As duas Damas
Vinha vestida num manto negro, vestes amassadas, olhos fundos, feições encovadas.
Mirei-a no instante da passagem, seguindo a poeira que se erguia do seu andar entediante e deslustrado.
Olhou-me e dirigiu a mim palavras salteadas, enxurrando o chão de melancolia.
Disse-me...
Tu me conheces, embora não te recordas do meu hálito frio.
Eu sou a corda rompida da cítara que não pode mais soar.
Sou a flauta sem sopro, muda diante do silêncio intragável.
Eu sou o musgo bolorento que se insinua por entre as raízes vivas.
Sou quem suga o ânimo e faz solver das ânforas o pesar.
Visito crianças, jovens, homens e mulheres, e as cãs alvas da idade...
Assusto a todos com desespero.
Sou inimiga oculta que chega sem se anunciar. Todos me evitam com medo da minha estadia em suas vidas.
Tenho a força para mudar o instante daquele que se julga imbatível.
O mais forte dos homens treme ao meu enlace e se desfaz em lágrimas como débil menino.
O mais poderoso dos reis rasteja aos meus pés quando o cortejo.
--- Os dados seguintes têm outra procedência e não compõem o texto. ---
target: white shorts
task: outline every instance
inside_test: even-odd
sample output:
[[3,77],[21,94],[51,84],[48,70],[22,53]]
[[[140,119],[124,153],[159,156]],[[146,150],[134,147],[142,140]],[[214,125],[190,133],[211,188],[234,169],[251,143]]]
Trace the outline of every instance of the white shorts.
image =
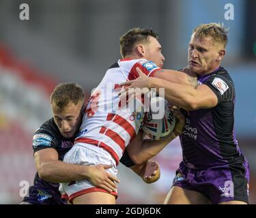
[[[89,149],[91,147],[91,149]],[[118,170],[115,168],[115,161],[111,155],[102,148],[85,143],[77,143],[65,155],[63,161],[68,164],[95,166],[98,164],[112,165],[113,168],[106,170],[117,176]],[[96,187],[87,180],[81,180],[70,183],[60,183],[59,191],[63,198],[68,198],[70,202],[79,196],[93,191],[109,193],[107,191]],[[117,196],[117,192],[111,194]]]

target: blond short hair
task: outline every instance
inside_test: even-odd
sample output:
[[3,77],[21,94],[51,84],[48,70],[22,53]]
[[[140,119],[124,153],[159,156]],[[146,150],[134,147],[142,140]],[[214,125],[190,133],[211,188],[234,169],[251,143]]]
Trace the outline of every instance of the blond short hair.
[[197,38],[204,38],[211,37],[212,39],[218,44],[223,44],[224,48],[227,44],[227,31],[223,24],[212,22],[208,24],[201,24],[194,29],[193,35]]
[[60,111],[63,110],[70,104],[77,105],[78,103],[84,102],[85,94],[81,86],[77,83],[60,83],[53,90],[50,97],[51,104]]

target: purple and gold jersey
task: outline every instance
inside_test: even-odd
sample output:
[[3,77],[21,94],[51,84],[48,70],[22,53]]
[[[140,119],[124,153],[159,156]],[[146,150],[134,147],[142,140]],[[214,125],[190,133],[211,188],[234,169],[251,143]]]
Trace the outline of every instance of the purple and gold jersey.
[[248,203],[249,167],[233,129],[235,88],[222,67],[198,77],[218,98],[209,109],[183,111],[186,125],[180,136],[183,160],[173,186],[200,192],[212,204],[238,200]]
[[[35,131],[33,137],[33,150],[35,153],[42,149],[54,149],[58,153],[59,159],[63,161],[65,154],[72,147],[76,137],[66,138],[62,136],[52,118]],[[134,164],[126,151],[120,162],[127,167]],[[59,187],[59,183],[45,181],[36,172],[34,184],[29,187],[29,196],[25,197],[23,202],[32,204],[66,204],[66,201],[61,198]]]

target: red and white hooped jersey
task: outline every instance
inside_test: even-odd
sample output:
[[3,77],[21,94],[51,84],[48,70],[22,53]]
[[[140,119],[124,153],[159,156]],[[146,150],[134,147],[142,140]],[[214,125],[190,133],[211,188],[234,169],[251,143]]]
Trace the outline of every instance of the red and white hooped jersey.
[[136,79],[139,67],[147,76],[154,76],[161,68],[145,59],[122,59],[106,72],[92,93],[85,108],[83,123],[75,143],[83,142],[108,151],[117,165],[126,146],[138,134],[144,112],[120,109],[119,84]]

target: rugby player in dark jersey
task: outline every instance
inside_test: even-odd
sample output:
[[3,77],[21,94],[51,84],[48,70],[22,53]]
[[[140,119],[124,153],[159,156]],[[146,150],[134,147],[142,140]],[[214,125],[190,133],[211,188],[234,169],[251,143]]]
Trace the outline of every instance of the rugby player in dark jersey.
[[[75,83],[61,84],[51,97],[53,117],[34,134],[33,149],[37,172],[34,184],[22,204],[66,204],[59,191],[59,183],[87,179],[94,185],[111,192],[119,180],[105,169],[111,166],[94,166],[66,164],[65,154],[73,146],[84,110],[83,89]],[[125,151],[120,161],[131,168],[146,183],[159,178],[159,166],[155,161],[134,165]]]
[[248,164],[233,126],[235,87],[221,66],[227,44],[227,32],[221,25],[201,25],[194,29],[188,65],[183,72],[197,77],[196,87],[189,84],[193,77],[168,69],[148,78],[138,69],[139,78],[120,84],[129,85],[126,90],[164,87],[165,98],[183,108],[183,160],[165,204],[248,203]]

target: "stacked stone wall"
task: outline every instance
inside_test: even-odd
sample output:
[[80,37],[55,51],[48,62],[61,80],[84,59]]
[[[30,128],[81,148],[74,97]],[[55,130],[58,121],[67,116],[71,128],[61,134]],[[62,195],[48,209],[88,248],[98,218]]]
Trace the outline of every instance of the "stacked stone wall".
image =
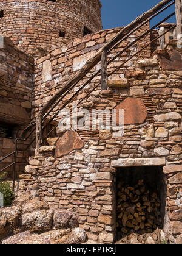
[[[15,139],[30,122],[33,59],[18,50],[8,38],[1,35],[0,59],[0,125],[13,127]],[[14,151],[13,139],[0,138],[0,158]],[[18,148],[23,149],[27,144],[19,142]],[[28,155],[28,152],[18,152],[17,177],[24,172]],[[6,158],[1,162],[0,169],[13,160],[13,156]],[[8,170],[12,171],[12,168]]]
[[[83,36],[84,27],[101,30],[101,4],[98,0],[2,0],[0,32],[18,48],[34,55]],[[65,36],[59,36],[60,31]]]
[[[105,32],[108,37],[115,34],[112,30]],[[99,34],[95,36],[97,40],[104,38]],[[90,52],[90,48],[98,47],[94,38],[90,39],[86,37],[74,45],[78,49],[83,47],[80,51],[86,53],[85,45],[88,43]],[[42,84],[43,63],[46,60],[38,60],[37,92],[41,88],[43,91],[49,87],[53,88],[56,81],[58,87],[62,84],[59,79],[69,79],[72,65],[78,66],[79,62],[73,63],[68,50],[64,56],[61,55],[62,49],[47,57],[55,63],[54,84],[52,80]],[[80,51],[71,52],[72,57],[79,57]],[[41,148],[40,155],[30,159],[25,174],[21,177],[22,189],[28,188],[33,196],[44,198],[53,208],[66,208],[76,214],[80,226],[90,240],[101,243],[112,243],[115,240],[116,168],[161,166],[164,166],[167,189],[164,229],[170,243],[181,243],[181,62],[179,60],[178,67],[175,68],[172,57],[170,65],[164,61],[164,56],[169,60],[169,55],[173,56],[174,52],[178,54],[178,60],[181,59],[176,42],[170,41],[164,50],[157,51],[153,59],[135,59],[133,65],[120,69],[111,77],[108,82],[110,88],[101,91],[98,87],[80,105],[80,109],[89,110],[124,109],[126,121],[122,136],[118,136],[117,129],[76,132],[58,129],[58,138],[49,139],[49,146]],[[57,54],[61,54],[59,58]],[[118,59],[109,69],[113,70],[121,60]],[[57,75],[61,68],[62,72],[68,72],[64,77]],[[86,91],[75,98],[74,102],[99,82],[100,77],[96,77]],[[38,100],[43,99],[38,94],[36,97]],[[39,109],[36,104],[36,113]]]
As portas se fecham ao meu sussurro.
O dourado do ocaso é negro quando chego.
A ampulheta rápida do tempo parece infindável, sem deixar cair a areia interminável das horas unidas a mim.
Eu sou, eu fui, serei a maior dominadora do instante que nunca passa.
Curioso indaguei a temível dama de negro... Quem és tu?
Disse-me então com a voz velada...
Eu sou a dor!
Sou eu quem coloca algemas nos pulsos da ilusão humana e cala a ansiosa alegria, fazendo-os rastejar na realidade que desperta para a aflição.
Falou assim e deu de ombros, enfurnando-se na tristeza da solidão.
Foi quando percebi chegar saltitante por entre o canavial que se levantava dobrando em aplausos, aloirada dama que os raios solares beijava sofregamente a pele alva, irradiando alacridade e júbilo.
As aves emplumadas gorjeavam alarmante cantoria.
As madresilvas dançavam ao vento, suando o ar com o seu perfume.
Na ventura alegre do momento, as ninfas acompanhavam o cortejo em festa, correndo pelo capinzal, declamando versos aos ouvidos atentos.
De soslaio, a dama rodopiou com as vestes brancas a brandir no ar, tal quais asas abertas, prontas para o vôo e endereçou-me um olhar de brilho.
Absorto pelo ridente vicejante da sua face, perguntei...
E tu, quem és tu dama ensolarada?
Em trovas de contentamento me disse...
Eu sou aquela que vem trazer água para refrescar o ardor.
Sou o lume que carrega dádivas aos pobres e sofredores.
Sou a grande promessa as almas.
Sou desejada por todos, indistintamente! Quem não desejaria receber o meu abraço?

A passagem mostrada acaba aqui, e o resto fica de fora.